Mittlerweile hatte die Staatssicherheit einen Plan ausgeheckt, um Jürgen Kissner zurück in die DDR zu bringen. "Man hat meine Mutter direkt eingepackt und nach Köln gebracht. Sie sollte mich zurückholen", erinnert sich Kissner. "Sie hat mir dann nur gesagt: ‚Junge, jetzt hast du es gemacht, jetzt musst du hier bleiben, sonst ist alles vorbei für dich.‘ Und zum Schutz meiner Mutter und meines Vaters haben wir uns dann die Geschichte ausgedacht, dass sie mich kaum wiedererkannt hätte. Dass ich völlig apathisch war und dass sie meinte, dass ich unter Drogen gestanden hätte, was dann auch wieder ein Anlass war zu schreiben: ‚Menschenraub am Kölner Dom‘. Jürgen Kissner unter Drogen."

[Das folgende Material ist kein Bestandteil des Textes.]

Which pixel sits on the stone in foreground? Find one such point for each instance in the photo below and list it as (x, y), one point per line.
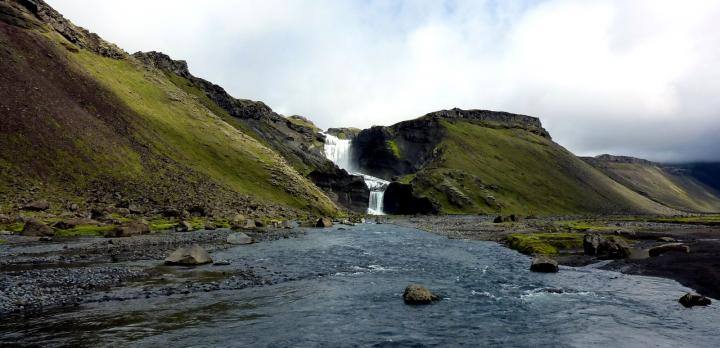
(239, 238)
(324, 222)
(544, 265)
(418, 294)
(34, 228)
(129, 229)
(689, 300)
(188, 256)
(661, 249)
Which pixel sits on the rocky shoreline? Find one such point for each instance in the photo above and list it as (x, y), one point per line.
(696, 268)
(38, 276)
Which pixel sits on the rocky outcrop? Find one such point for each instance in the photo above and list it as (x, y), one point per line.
(188, 256)
(690, 300)
(324, 222)
(129, 229)
(606, 247)
(349, 191)
(35, 228)
(544, 264)
(239, 238)
(31, 13)
(669, 247)
(418, 294)
(400, 199)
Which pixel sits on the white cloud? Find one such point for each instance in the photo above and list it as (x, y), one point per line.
(629, 77)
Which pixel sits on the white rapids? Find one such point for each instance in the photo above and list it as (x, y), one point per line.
(338, 151)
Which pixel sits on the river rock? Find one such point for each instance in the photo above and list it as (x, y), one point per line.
(188, 256)
(129, 229)
(38, 205)
(544, 264)
(690, 299)
(661, 249)
(239, 238)
(418, 294)
(605, 247)
(184, 226)
(324, 222)
(34, 228)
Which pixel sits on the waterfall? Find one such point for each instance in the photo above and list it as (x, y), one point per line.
(338, 151)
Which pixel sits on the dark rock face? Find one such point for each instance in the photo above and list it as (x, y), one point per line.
(690, 300)
(605, 247)
(669, 247)
(400, 199)
(418, 294)
(295, 138)
(324, 222)
(36, 228)
(348, 190)
(544, 264)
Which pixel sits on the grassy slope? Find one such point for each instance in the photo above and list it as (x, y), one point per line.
(181, 127)
(514, 171)
(680, 192)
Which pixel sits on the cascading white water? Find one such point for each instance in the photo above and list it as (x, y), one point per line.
(338, 151)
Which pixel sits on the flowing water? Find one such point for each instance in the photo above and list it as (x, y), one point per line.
(347, 291)
(338, 151)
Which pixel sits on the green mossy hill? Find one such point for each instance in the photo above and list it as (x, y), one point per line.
(107, 129)
(664, 184)
(482, 169)
(544, 243)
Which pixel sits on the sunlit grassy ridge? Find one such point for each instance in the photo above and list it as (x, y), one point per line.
(511, 170)
(180, 126)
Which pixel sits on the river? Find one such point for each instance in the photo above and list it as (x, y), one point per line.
(345, 288)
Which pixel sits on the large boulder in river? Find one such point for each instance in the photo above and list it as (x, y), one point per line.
(689, 300)
(661, 249)
(606, 247)
(544, 264)
(324, 222)
(418, 294)
(38, 205)
(239, 238)
(34, 228)
(129, 229)
(188, 256)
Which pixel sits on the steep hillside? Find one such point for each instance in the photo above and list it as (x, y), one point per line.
(85, 123)
(296, 138)
(667, 185)
(475, 161)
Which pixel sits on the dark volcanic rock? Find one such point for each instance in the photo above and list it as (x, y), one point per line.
(689, 300)
(350, 191)
(418, 294)
(36, 228)
(544, 265)
(399, 199)
(670, 247)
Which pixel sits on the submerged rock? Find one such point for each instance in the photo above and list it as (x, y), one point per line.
(184, 226)
(188, 256)
(324, 222)
(544, 264)
(239, 238)
(661, 249)
(606, 247)
(689, 300)
(35, 228)
(418, 294)
(129, 229)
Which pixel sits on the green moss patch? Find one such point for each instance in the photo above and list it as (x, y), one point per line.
(544, 243)
(84, 230)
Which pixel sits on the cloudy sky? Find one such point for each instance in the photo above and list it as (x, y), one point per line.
(625, 77)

In Köln schloss sich Kissner dem RC Schmitter an und feierte dort fortan Erfolge. Als Mitglied des bundesdeutschen Bahnvierers wurde er 1966 Vizeweltmeister. 1968 holte ihn jedoch erneut seine Vergangenheit ein: Aufgrund eines Fahrfehlers, er hatte einen Mannschaftskollegen touchiert, wurde der Bahnvierer von den Olympischen Spielen in Mexiko zunächst disqualifiziert und erhielt erst ein Jahr später die verdiente Silbermedaille. Die aufgeregte bundesdeutsche Boulevardpresse mutmaßte, Kissner sei mit Absicht vom Osten in das bundesdeutsche Team eingeschleust worden, um Sabotage zu üben. Zum zweiten Mal in seinem Leben fühlte sich Kissner zum "Kameradenschwein" gestempelt.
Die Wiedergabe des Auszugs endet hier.